Comparing uniform random variables.

Question

$X$ is a uniformly distributed random variable on $(0,1)$

$Y$ is a uniformly distributed random variable on $(0,2)$

$Z$ is a uniformly distributed random variable on $(0,4)$

What is the probability that $X+Y>Z$?

$P(X+Y>Z)=P(Z-X-Y<0)$ If I had the distribution of $Z-X-Y$, then this is its value at zero. How to obtain the distribution of a sum? Someone told me about using convolution, or characteristic functions.

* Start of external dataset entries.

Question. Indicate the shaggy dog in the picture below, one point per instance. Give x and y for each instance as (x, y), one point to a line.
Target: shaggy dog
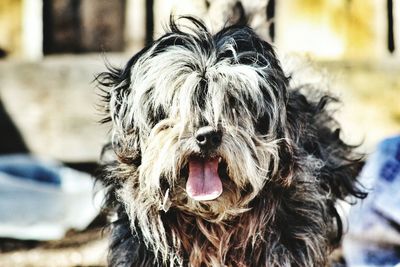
(219, 161)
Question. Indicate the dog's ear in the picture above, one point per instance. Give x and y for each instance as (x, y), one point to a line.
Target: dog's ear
(318, 134)
(115, 87)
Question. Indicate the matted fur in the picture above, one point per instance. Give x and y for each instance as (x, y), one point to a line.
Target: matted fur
(283, 164)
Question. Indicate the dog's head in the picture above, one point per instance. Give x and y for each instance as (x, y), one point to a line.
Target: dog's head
(205, 123)
(205, 114)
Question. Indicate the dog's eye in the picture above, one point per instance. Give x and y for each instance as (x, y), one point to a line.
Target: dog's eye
(158, 115)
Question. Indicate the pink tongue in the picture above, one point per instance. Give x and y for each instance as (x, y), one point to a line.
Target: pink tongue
(203, 182)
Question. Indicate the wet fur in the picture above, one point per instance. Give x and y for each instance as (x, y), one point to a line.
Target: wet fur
(284, 166)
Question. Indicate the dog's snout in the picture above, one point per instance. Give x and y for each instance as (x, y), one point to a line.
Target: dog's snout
(208, 137)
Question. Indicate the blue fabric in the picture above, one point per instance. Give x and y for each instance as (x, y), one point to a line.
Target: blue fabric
(25, 167)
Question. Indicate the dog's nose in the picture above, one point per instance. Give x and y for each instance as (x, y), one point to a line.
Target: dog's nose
(208, 137)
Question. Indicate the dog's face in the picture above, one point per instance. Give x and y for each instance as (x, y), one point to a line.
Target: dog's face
(205, 114)
(211, 142)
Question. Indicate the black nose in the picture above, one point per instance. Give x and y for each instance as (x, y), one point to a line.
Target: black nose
(208, 137)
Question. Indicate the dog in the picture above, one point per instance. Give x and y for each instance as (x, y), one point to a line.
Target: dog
(217, 159)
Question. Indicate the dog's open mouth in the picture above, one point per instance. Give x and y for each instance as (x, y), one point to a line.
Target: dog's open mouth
(204, 182)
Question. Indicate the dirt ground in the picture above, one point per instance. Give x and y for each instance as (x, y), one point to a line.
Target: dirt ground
(88, 248)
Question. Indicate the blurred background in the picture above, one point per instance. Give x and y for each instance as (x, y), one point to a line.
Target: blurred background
(51, 50)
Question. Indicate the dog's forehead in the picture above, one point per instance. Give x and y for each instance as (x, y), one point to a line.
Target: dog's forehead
(200, 77)
(180, 80)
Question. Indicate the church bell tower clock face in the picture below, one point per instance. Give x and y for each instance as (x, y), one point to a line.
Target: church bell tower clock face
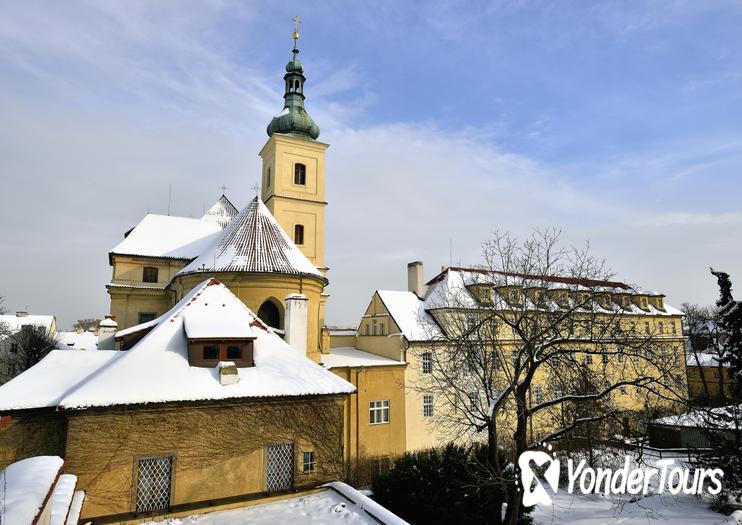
(293, 178)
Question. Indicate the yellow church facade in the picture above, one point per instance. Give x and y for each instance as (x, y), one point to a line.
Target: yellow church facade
(163, 257)
(274, 249)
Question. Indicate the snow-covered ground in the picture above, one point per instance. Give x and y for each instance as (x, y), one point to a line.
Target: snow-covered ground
(655, 509)
(326, 507)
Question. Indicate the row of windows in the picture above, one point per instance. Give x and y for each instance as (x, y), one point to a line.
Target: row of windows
(378, 411)
(375, 328)
(300, 175)
(154, 475)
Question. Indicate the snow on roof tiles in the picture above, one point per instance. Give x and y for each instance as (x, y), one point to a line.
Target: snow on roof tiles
(350, 356)
(24, 487)
(221, 212)
(47, 382)
(409, 313)
(253, 242)
(168, 237)
(14, 322)
(157, 370)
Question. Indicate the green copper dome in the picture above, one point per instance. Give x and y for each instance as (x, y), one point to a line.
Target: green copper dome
(294, 119)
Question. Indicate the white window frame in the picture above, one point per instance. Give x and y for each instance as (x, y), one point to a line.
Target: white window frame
(308, 462)
(427, 362)
(428, 405)
(538, 395)
(378, 412)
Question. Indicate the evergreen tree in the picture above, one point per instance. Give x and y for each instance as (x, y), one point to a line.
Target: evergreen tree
(730, 323)
(725, 423)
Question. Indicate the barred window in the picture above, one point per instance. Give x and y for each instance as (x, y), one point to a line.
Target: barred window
(308, 463)
(154, 477)
(538, 395)
(378, 412)
(427, 360)
(428, 405)
(473, 401)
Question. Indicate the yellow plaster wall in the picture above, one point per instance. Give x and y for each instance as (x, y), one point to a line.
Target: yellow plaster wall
(379, 383)
(219, 451)
(293, 204)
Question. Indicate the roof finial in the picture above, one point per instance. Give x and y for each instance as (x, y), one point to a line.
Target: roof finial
(296, 30)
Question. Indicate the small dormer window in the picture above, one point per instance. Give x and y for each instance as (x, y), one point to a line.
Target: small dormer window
(149, 274)
(234, 352)
(299, 234)
(300, 174)
(208, 353)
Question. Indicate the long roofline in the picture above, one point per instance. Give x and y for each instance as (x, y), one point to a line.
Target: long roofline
(551, 278)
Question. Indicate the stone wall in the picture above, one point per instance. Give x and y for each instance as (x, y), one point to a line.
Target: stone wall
(218, 451)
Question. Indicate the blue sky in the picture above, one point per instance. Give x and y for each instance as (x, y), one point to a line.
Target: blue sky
(619, 122)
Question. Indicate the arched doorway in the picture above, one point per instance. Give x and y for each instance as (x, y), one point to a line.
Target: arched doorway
(270, 314)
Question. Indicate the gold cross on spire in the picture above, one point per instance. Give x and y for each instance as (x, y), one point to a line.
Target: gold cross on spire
(296, 30)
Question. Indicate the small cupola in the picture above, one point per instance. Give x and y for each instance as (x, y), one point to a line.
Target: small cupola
(294, 119)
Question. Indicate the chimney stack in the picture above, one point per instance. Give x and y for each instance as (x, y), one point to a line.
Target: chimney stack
(415, 283)
(296, 321)
(106, 331)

Could it be done geometrically? We look in the box $[0,1]\times[0,2]\times[0,4]$ the volume of the points satisfying $Z-X-Y<0$ and divide this volume by the volume $8$ of the box. How can this geometric approach be justified?

Answer 1

We need the volume of $\{(X,Y,Z):\ Z<X+Y\}$ inside $[0,1]\times[0,2]\times[0,4]$. This is equal to

$$\int_{0}^{2}\int_{0}^{1}(x+y)dxdy=\int_{0}^{2}\left(\frac{1}{2}+y\right)dy=3$$

Then divide by $1\times 2\times 4=8$ to get $$P(Z<X+Y)=\frac{3}{8}$$

The reason why this works is that the definition of uniform distribution in an interval is the usual length measure divided by the total length of the interval. Moreover, the distribution of a tuple of independent random variables is equal to the product measure, the usual volume divided by the total volume.

Answer 2

\begin{align*} &P(X+Y<Z)\\ &=\int_0^4 P(X+Y<z)\cdot \left( \frac{1}{4} \right)dz \\ &=\frac{1}{4} \left[\int_0^1 P(X+Y<z)dz+\int_1^2 P(X+Y<z)dz+\int_2^3 P(X+Y<z)dz+\int_3^4 P(X+Y<z)dz \right]\\ &=\frac{1}{4} \left[\int_0^1 \left(\frac{z^2}{2}\right) dz +\int_1^2 \left(z-1+\frac{1}{2}\right)dz +\int_2^3 \left(2-\frac{(3-z)^2}{2}\right)dz+\int_3^4 \left(1\right) dz \right]\\ &=\frac{1}{4} \left[\frac{1}{6} +1 +\frac{5}{6}+1 \right]\\ &=\frac{3}{4} \end{align*} Then $P(X+Y>Z)=1-P(X+Y<Z)=\frac{1}{4}$.